The U.S. mobile wireless industry has become increasingly concentrated over the past five years, and carriers’ network capital investment has not kept pace with their revenue gains, the U.S. Federal Communications Commission said Thursday in its annual
The two largest mobile operators, AT&T and Verizon Wireless, have 60 percent of the country’s mobile subscribers and of revenue, the FCC found. In addition, the biggest continued to grow, together gaining 14.1 million subscribers in 2009, while the smaller T-Mobile USA and Sprint Nextel lost a net 1.7 million subscribers in 2008 and gained only 827,000 in 2009. Industry consolidation has grown by 32 percent since 2003 according to one measure, the agency said in the 237-page report.
That trend alarmed at least one member of the commission, Michael Copps, who wrote in a statement on the report that the FCC should see the consolidation figures as “a bright caution light” to advance competition.

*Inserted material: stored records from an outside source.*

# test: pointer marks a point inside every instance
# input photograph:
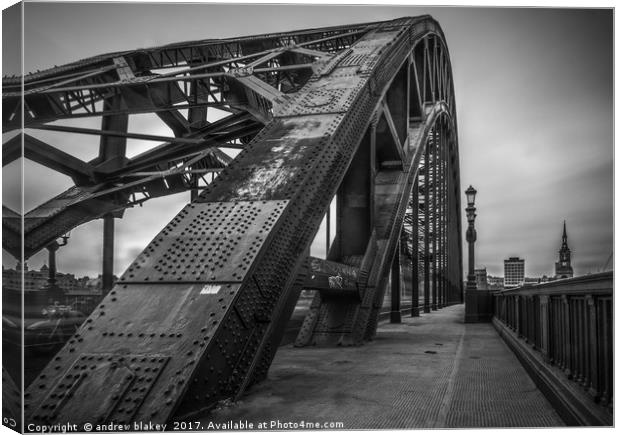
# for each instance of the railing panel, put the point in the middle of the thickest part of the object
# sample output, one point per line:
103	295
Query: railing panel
570	322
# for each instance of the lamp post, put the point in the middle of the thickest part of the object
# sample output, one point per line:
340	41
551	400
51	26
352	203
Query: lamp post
471	236
53	291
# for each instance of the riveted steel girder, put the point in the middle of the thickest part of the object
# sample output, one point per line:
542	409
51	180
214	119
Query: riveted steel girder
198	316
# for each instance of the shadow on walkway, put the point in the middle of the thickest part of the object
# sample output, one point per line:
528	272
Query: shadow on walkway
432	371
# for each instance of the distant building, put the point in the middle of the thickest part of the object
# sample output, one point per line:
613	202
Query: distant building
481	278
495	282
563	268
514	272
531	281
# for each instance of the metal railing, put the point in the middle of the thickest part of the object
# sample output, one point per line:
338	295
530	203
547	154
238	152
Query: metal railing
570	322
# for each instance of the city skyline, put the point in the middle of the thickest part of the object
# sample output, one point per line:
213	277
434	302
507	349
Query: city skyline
534	119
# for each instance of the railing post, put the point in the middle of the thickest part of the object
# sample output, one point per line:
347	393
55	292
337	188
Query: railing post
544	327
594	369
566	330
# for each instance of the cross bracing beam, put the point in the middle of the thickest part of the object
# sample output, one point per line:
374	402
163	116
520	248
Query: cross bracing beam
78	89
198	316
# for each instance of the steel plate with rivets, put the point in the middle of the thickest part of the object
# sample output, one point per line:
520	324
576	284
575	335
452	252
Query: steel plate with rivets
207	242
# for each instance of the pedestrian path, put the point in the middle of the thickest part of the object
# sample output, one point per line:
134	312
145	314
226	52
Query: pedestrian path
432	371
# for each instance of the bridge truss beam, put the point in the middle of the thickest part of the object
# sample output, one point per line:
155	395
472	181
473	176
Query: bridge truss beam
363	113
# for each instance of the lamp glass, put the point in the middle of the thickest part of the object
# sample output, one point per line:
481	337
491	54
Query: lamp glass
471	195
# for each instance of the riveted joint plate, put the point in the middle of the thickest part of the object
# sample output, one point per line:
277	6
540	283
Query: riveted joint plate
102	387
207	242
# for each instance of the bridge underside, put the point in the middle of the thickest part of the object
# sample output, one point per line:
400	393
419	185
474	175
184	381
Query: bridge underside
360	116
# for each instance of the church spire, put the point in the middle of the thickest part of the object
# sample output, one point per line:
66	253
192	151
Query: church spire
564	237
563	268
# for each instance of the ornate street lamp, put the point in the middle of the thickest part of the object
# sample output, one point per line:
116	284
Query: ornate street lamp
470	236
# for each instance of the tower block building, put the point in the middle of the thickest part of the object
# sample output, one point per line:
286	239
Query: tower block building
563	268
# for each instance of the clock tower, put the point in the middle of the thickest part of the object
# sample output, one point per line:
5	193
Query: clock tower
563	269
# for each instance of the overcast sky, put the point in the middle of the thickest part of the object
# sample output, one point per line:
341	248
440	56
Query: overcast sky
534	104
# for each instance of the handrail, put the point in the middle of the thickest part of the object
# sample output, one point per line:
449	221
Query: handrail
571	284
570	322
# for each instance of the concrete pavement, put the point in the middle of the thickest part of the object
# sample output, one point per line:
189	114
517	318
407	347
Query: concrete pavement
433	371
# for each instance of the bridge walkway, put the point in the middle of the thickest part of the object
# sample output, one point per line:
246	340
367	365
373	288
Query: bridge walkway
432	371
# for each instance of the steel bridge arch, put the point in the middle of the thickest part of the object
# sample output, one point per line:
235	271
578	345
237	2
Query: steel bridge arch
198	315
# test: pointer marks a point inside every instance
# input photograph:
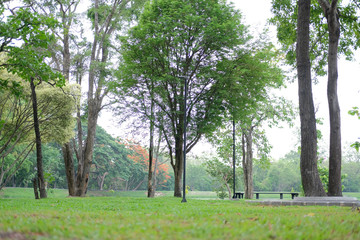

“Competition has been dramatically eroded and is seriously endangered by continuing consolidation and concentration in our wireless markets,” Copps wrote.
Best Spectrum Dominated
The report also found that most of the best mobile spectrum — those bands below 1GHz, which allow for greater coverage with fewer cell sites — is overwhelmingly controlled by those same large providers. AT&T and Verizon Wireless together hold 67 percent of the 700MHz band and 91 percent of the 850MHz Cellular band, the report said.
The FCC said it found conflicting figures from two different sources on network capital investment since 2005. But based on both, it concluded that investment had declined from 20 percent of industry revenue to just 14 percent, adjusted for inflation.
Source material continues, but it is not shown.